The Unique Nature of Product Management in Embodied Intelligence
Published:
Originally published on Substack.
While pure software PM roles are increasingly being squeezed by AI, the situation in embodied intelligence is almost the complete opposite.
Embodied intelligence isn’t simply about “plugging a large model into hardware.” It’s a systems engineering challenge that spans the physical and digital worlds.
In this field, the role of the PM isn’t diminishing—it’s being forced to evolve.
1. Mistakes Here Can’t Be Fixed with “the Next Version”
In the software world, a mistaken requirement usually means, at worst:
Writing a few extra lines of code
Rolling back a version
Redoing an A/B test
But in an embodied intelligence system:
Hardware orders have already been placed
Mechanical designs are finalized
Supply chains are locked in
On-site deployment has already happened
A single wrong product assumption can cost six months and millions of dollars.
The primary responsibility of an embodied intelligence PM isn’t to drive delivery—it’s to prevent mistakes from being scaled up.

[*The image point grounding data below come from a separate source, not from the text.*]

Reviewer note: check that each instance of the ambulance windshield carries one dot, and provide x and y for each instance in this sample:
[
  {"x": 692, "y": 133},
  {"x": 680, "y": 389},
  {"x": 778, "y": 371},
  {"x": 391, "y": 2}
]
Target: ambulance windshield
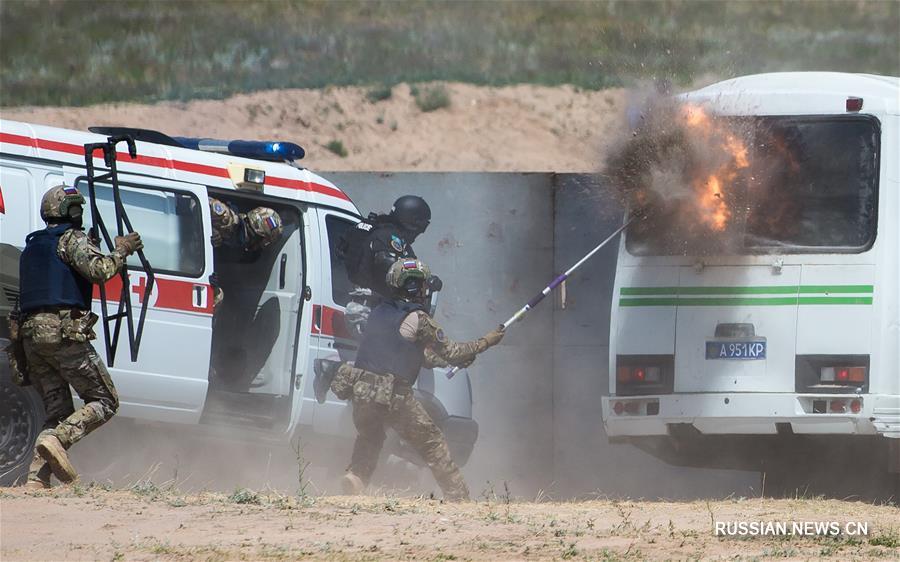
[{"x": 810, "y": 185}]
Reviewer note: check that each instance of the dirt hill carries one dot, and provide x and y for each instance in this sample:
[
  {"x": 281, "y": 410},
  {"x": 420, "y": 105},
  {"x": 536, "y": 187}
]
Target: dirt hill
[{"x": 520, "y": 128}]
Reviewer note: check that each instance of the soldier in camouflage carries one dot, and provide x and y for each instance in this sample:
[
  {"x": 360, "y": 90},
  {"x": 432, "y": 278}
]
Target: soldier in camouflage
[
  {"x": 399, "y": 340},
  {"x": 58, "y": 269},
  {"x": 253, "y": 231}
]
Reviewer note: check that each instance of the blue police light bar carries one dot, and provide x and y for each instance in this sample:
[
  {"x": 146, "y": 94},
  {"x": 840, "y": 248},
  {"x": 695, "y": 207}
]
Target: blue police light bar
[{"x": 273, "y": 151}]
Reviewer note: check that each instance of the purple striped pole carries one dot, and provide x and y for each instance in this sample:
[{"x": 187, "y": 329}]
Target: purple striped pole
[{"x": 554, "y": 284}]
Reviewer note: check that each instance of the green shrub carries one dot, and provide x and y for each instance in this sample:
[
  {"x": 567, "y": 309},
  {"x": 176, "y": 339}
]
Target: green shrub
[
  {"x": 243, "y": 495},
  {"x": 379, "y": 93}
]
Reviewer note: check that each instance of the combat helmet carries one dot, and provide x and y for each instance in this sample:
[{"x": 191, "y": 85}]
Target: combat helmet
[
  {"x": 224, "y": 221},
  {"x": 412, "y": 213},
  {"x": 408, "y": 278},
  {"x": 266, "y": 226},
  {"x": 59, "y": 203}
]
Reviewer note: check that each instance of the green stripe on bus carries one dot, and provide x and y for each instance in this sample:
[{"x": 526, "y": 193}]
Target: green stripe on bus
[
  {"x": 773, "y": 301},
  {"x": 753, "y": 290},
  {"x": 837, "y": 289}
]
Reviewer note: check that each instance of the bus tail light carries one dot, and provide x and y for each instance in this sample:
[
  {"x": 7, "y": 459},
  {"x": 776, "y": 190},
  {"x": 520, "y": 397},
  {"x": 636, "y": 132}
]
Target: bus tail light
[
  {"x": 842, "y": 375},
  {"x": 638, "y": 375},
  {"x": 644, "y": 374},
  {"x": 832, "y": 374},
  {"x": 854, "y": 104}
]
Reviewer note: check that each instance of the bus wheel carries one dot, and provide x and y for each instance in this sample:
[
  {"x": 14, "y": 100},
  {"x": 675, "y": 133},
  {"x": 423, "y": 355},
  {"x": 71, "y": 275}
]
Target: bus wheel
[{"x": 21, "y": 417}]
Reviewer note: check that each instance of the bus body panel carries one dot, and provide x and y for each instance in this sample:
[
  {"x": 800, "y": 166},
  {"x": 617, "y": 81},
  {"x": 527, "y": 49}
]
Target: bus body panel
[
  {"x": 845, "y": 329},
  {"x": 861, "y": 317},
  {"x": 772, "y": 317},
  {"x": 645, "y": 329}
]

I felt this deeply when delivering production lines for BMW, Audi, and Tesla at Frimo: once the mechanical design is locked in and suppliers are committed, changing requirements costs months and millions.

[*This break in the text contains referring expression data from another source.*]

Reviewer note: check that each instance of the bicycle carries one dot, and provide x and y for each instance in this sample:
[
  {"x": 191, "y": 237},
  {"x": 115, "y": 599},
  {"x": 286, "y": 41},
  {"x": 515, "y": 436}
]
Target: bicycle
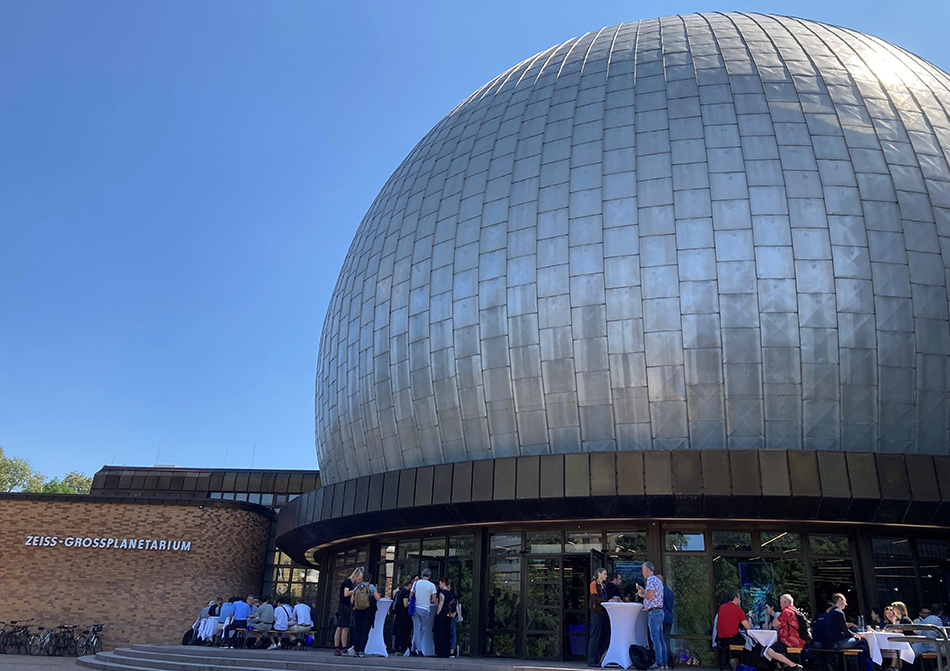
[
  {"x": 63, "y": 641},
  {"x": 89, "y": 642},
  {"x": 16, "y": 638}
]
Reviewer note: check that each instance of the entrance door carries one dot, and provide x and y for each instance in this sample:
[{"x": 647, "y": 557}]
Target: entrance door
[{"x": 575, "y": 580}]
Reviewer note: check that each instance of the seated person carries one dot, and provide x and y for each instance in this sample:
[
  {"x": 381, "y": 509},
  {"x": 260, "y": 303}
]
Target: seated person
[
  {"x": 262, "y": 621},
  {"x": 786, "y": 621},
  {"x": 729, "y": 620},
  {"x": 927, "y": 616},
  {"x": 283, "y": 614},
  {"x": 835, "y": 634}
]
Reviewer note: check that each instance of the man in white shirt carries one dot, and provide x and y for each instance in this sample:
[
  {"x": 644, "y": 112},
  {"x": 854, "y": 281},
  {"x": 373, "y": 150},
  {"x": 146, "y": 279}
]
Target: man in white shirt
[
  {"x": 303, "y": 619},
  {"x": 424, "y": 590},
  {"x": 282, "y": 614}
]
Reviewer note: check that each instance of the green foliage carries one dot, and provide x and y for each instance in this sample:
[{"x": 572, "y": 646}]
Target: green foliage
[{"x": 16, "y": 475}]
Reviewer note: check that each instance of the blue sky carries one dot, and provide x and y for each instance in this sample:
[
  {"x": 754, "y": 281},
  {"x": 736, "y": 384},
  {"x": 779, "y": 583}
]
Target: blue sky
[{"x": 180, "y": 181}]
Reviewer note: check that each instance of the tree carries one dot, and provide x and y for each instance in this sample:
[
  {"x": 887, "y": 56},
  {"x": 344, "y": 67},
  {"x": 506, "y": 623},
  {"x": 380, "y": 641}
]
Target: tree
[
  {"x": 73, "y": 483},
  {"x": 16, "y": 474}
]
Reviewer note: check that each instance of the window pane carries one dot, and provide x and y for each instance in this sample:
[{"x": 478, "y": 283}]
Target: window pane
[
  {"x": 689, "y": 580},
  {"x": 505, "y": 543},
  {"x": 543, "y": 541},
  {"x": 685, "y": 541},
  {"x": 433, "y": 547},
  {"x": 620, "y": 542},
  {"x": 732, "y": 541},
  {"x": 885, "y": 546},
  {"x": 407, "y": 549},
  {"x": 829, "y": 544},
  {"x": 504, "y": 576},
  {"x": 835, "y": 575},
  {"x": 583, "y": 541},
  {"x": 933, "y": 549},
  {"x": 460, "y": 546},
  {"x": 780, "y": 541}
]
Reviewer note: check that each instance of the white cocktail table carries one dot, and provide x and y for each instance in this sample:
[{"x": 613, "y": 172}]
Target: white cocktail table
[
  {"x": 624, "y": 632},
  {"x": 376, "y": 645}
]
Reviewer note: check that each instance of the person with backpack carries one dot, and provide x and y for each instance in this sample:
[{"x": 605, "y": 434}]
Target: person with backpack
[
  {"x": 445, "y": 610},
  {"x": 364, "y": 599}
]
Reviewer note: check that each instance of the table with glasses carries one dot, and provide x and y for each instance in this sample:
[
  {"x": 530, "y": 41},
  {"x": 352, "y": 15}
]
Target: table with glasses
[
  {"x": 626, "y": 628},
  {"x": 376, "y": 645},
  {"x": 878, "y": 640}
]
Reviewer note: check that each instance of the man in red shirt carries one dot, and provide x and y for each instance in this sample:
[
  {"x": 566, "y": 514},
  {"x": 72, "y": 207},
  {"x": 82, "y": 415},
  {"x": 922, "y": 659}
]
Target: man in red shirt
[{"x": 730, "y": 618}]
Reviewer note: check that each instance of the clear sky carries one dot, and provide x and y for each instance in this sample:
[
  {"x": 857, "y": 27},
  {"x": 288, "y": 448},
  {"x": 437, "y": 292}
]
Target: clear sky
[{"x": 180, "y": 181}]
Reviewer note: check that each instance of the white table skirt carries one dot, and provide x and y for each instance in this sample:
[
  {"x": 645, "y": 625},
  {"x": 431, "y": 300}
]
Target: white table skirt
[
  {"x": 625, "y": 630},
  {"x": 877, "y": 641},
  {"x": 764, "y": 637},
  {"x": 376, "y": 645}
]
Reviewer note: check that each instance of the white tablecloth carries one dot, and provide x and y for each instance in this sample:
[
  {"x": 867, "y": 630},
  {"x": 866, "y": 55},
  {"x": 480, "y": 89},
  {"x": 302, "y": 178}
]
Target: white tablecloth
[
  {"x": 376, "y": 645},
  {"x": 877, "y": 641},
  {"x": 764, "y": 637},
  {"x": 626, "y": 628}
]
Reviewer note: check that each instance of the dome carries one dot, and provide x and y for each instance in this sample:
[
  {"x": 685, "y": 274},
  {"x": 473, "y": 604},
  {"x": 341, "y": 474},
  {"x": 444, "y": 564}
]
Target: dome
[{"x": 703, "y": 231}]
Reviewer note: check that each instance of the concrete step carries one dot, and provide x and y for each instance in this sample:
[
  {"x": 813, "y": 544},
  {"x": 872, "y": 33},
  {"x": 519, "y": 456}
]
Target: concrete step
[{"x": 196, "y": 658}]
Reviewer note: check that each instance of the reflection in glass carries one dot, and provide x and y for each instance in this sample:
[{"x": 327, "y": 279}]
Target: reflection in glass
[
  {"x": 505, "y": 543},
  {"x": 732, "y": 541},
  {"x": 887, "y": 546},
  {"x": 583, "y": 541},
  {"x": 689, "y": 580},
  {"x": 685, "y": 541},
  {"x": 622, "y": 542},
  {"x": 780, "y": 541},
  {"x": 829, "y": 544},
  {"x": 543, "y": 541}
]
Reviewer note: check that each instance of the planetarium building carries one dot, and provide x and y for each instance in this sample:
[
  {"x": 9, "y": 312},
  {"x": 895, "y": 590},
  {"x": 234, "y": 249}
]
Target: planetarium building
[{"x": 673, "y": 290}]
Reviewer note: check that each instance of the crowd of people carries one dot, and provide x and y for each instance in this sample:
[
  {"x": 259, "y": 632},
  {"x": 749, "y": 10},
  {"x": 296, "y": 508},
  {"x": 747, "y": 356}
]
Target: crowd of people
[
  {"x": 425, "y": 615},
  {"x": 260, "y": 621},
  {"x": 830, "y": 630}
]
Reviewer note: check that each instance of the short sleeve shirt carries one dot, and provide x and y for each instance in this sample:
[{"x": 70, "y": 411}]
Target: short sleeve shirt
[
  {"x": 423, "y": 589},
  {"x": 730, "y": 615},
  {"x": 657, "y": 601},
  {"x": 788, "y": 628}
]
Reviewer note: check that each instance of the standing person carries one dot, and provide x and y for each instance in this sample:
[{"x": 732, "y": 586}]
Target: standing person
[
  {"x": 652, "y": 595},
  {"x": 424, "y": 591},
  {"x": 364, "y": 600},
  {"x": 402, "y": 623},
  {"x": 304, "y": 619},
  {"x": 344, "y": 613},
  {"x": 669, "y": 605},
  {"x": 598, "y": 594},
  {"x": 445, "y": 611}
]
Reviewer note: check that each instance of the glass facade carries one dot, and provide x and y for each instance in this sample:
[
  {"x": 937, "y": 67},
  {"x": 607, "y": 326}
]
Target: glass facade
[{"x": 524, "y": 590}]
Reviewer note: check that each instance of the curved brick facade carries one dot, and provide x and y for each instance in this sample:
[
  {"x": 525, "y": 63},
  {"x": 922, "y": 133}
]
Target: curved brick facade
[{"x": 142, "y": 595}]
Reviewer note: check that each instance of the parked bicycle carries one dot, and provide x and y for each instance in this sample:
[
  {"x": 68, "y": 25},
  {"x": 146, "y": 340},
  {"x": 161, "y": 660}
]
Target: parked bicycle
[
  {"x": 89, "y": 642},
  {"x": 15, "y": 636},
  {"x": 63, "y": 641}
]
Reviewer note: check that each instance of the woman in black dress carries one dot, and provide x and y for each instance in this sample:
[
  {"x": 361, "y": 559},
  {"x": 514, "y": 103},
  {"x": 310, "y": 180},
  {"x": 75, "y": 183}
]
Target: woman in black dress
[{"x": 445, "y": 611}]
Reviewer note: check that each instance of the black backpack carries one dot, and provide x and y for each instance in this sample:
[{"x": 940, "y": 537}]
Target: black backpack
[{"x": 641, "y": 658}]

This isn’t a matter of dragging a ticket in Jira.
2. You’re Not Managing Requirements—You’re Managing Irreversible System Couplings
Embodied intelligence PMs don’t face a list of features; they face tightly coupled system constraints:
Sensor accuracy ↔ Control algorithm complexity
Real-time requirements ↔ Model size
Power consumption ↔ Compute power ↔ Heat dissipation ↔ Cost
Mechanical tolerances ↔ Perception robustness
Safety standards ↔ Freedom of motion strategies
These aren’t engineering details—they’re product-level decisions.
In such a system, every “requirement” permanently alters the system’s degrees of freedom.
This isn’t writing a PRD; it’s making systemic trade-offs.
3. Embodied Intelligence PMs Must Understand the “Temperament” of the Physical World
I’ve seen far too many failures where the problem wasn’t the algorithm, but reality:
Uneven floors
Changing lighting conditions
Cable aging
Temperature drift
User misuse
The physical world doesn’t evolve according to a roadmap, and users don’t operate the product the way it was demoed.
A PM without real-world, on-the-ground experience will see their product crash and burn in actual deployment.
4. The Rhythm Isn’t Sprints—It’s the “Physical Beat”
The pace of embodied intelligence is never:
Two-week sprints
Quarterly OKRs
It’s dictated by reality:
Supply chain lead times
Mechanical prototyping cycles
Safety certification processes
On-site deployment windows
PMs manage time windows and decision sequencing, not task lists. Getting the sequence wrong is more fatal than moving slowly.
5. Embodied Intelligence PMs Are Essentially “Risk Allocators”
In software, risks can be rolled back. In embodied intelligence, risks must be allocated upfront.
The PM has to decide:
Which risks are handled by algorithms
Which are absorbed by mechanical redundancy
Which are covered by operational processes
Which must be avoided entirely through product positioning
This is responsibility boundary design, not engineering detail.
6. There’s No Room for “Weak PMs” Here
In embodied intelligence teams:
A PM who doesn’t understand the system slows everyone down
A PM who won’t make trade-offs amplifies risk
A PM who only pushes progress leads the team into dead ends
In the end, there are only two possibilities:
The PM is exceptionally strong
Or the role effectively doesn’t exist
This isn’t harsh—it’s reality.
One Final Honest Truth
An embodied intelligence PM isn’t “someone who can write a PRD.”
It’s someone willing to take responsibility for the future before the system even takes shape.
In this field:
Engineering capability sets the floor
Product judgment determines survival
That’s why I’ve always believed— Embodied intelligence isn’t where PMs disappear. It’s where PMs are truly put to the test.